Small Changes for High Blood Pressure

Published: May 23, 2016

By: Jane Wynn, Nutrition Volunteer and Lisa Zarny, MS, RD, CD-N, Clinical Nutrition Manager

With all the summer barbecues and cook-outs coming up, it is important to think about the factors in your life that could affect your blood pressure and heart health. High blood pressure occurs when blood moves through the arteries at a higher pressure than normal. It is estimated that 1 in 3 Americans have high blood pressure. There are many different circumstances that can cause this, but it can be prevented and/or controlled. By changing some eating habits, it is possible to bring your blood pressure down without the use of medication. So the following tips are good to keep in mind.

  1. Reduce your sodium intake. The American Heart Association recommends a diet with less than 2,300 mg of sodium per day. Extra salt strains your body and causes the arteries to become thickened in order to deal with the extra stress.

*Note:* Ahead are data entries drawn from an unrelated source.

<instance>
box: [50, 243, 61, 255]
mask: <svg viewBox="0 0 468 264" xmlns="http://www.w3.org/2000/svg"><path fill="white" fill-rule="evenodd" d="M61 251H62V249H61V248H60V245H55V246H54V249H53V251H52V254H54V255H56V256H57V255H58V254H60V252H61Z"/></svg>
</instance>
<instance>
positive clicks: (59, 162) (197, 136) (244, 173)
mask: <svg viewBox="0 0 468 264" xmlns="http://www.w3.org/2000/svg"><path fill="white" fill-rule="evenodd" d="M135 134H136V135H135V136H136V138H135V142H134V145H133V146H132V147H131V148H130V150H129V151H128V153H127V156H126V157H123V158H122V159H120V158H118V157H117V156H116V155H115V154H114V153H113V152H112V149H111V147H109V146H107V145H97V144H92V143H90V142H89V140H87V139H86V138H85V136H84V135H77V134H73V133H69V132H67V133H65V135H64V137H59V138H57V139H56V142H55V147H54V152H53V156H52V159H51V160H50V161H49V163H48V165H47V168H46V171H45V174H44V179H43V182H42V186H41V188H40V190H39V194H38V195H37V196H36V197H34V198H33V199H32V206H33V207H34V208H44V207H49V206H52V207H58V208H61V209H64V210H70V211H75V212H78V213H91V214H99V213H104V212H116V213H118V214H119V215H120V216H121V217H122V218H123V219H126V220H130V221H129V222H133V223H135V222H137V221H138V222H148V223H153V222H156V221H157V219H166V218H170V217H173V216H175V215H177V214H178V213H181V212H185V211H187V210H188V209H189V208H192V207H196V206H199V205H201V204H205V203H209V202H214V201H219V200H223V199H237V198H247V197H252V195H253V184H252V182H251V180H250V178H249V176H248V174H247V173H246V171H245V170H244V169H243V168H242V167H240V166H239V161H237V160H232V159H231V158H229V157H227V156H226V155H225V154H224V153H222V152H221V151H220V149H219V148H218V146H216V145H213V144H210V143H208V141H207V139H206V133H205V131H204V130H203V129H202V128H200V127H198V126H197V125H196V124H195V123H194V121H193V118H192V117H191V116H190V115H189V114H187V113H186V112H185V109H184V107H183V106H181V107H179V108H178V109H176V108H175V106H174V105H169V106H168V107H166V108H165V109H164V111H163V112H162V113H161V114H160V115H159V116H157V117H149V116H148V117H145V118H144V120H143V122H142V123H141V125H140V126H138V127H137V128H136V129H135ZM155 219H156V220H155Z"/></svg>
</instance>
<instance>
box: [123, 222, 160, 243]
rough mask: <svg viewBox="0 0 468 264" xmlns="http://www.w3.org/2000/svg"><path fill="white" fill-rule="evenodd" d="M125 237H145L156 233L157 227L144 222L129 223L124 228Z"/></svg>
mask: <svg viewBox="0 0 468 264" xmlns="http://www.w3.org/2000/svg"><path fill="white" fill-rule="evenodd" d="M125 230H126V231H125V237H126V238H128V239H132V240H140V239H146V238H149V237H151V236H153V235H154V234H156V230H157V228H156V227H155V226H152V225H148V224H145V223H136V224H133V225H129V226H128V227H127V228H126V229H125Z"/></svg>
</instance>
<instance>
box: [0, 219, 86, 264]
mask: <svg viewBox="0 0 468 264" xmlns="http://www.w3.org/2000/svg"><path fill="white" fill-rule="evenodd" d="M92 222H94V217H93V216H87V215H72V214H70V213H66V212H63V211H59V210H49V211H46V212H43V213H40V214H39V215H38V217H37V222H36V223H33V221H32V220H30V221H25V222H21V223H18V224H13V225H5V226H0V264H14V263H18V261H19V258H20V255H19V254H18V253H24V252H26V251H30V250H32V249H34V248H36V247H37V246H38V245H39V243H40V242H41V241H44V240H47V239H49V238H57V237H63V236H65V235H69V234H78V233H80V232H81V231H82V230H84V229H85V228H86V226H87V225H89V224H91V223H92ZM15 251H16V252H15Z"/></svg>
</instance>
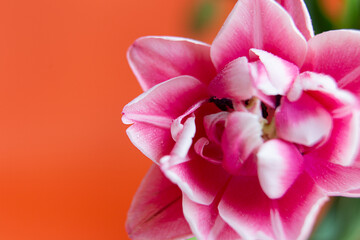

This thickening causes a narrowing of the arteries for the blood to pass, further increasing the body’s blood pressure. Choosing low-sodium options, limiting salty foods, and using less salt are all good ways to reduce the amount of sodium in your diet.
  2. Get your potassium. While sodium increases fluid and pressure in the bloodstream, potassium stabilizes this delicate balance and helps lower blood pressure to a healthy level. The best way to get the right amount of potassium in the diet is to add fruits and vegetables to your meal plan. It is a well-known fact that bananas are high in potassium; however, there are many other fruits and vegetables that also contain high amounts of potassium. Some of these foods include apricots, orange juice, avocado, potatoes, asparagus, spinach, mushrooms, yogurt, and almonds. These work to counteract the effects of sodium and improve blood pressure.
  3. Less stress—lower blood pressure. One way to do so is by sitting down and enjoying a glass of red wine. Remarkably, one glass of red wine can soothe arteries, reduce blood pressure, and decrease the risk of diabetes. Red wine has antioxidant polyphenols from the skins and seeds of the grapes that are beneficial to the body. However, overconsumption of alcohol is shown to cause high blood pressure, along with a host of other health issues. To reap the benefits, red wine consumption should be limited to one five-ounce glass for women and a two-ounce glass for men.

These few changes will help in controlling your high blood pressure. A diet low in sodium, and a lifestyle with limited stress can both be advantageous to lowering blood pressure and maintaining a healthy heart!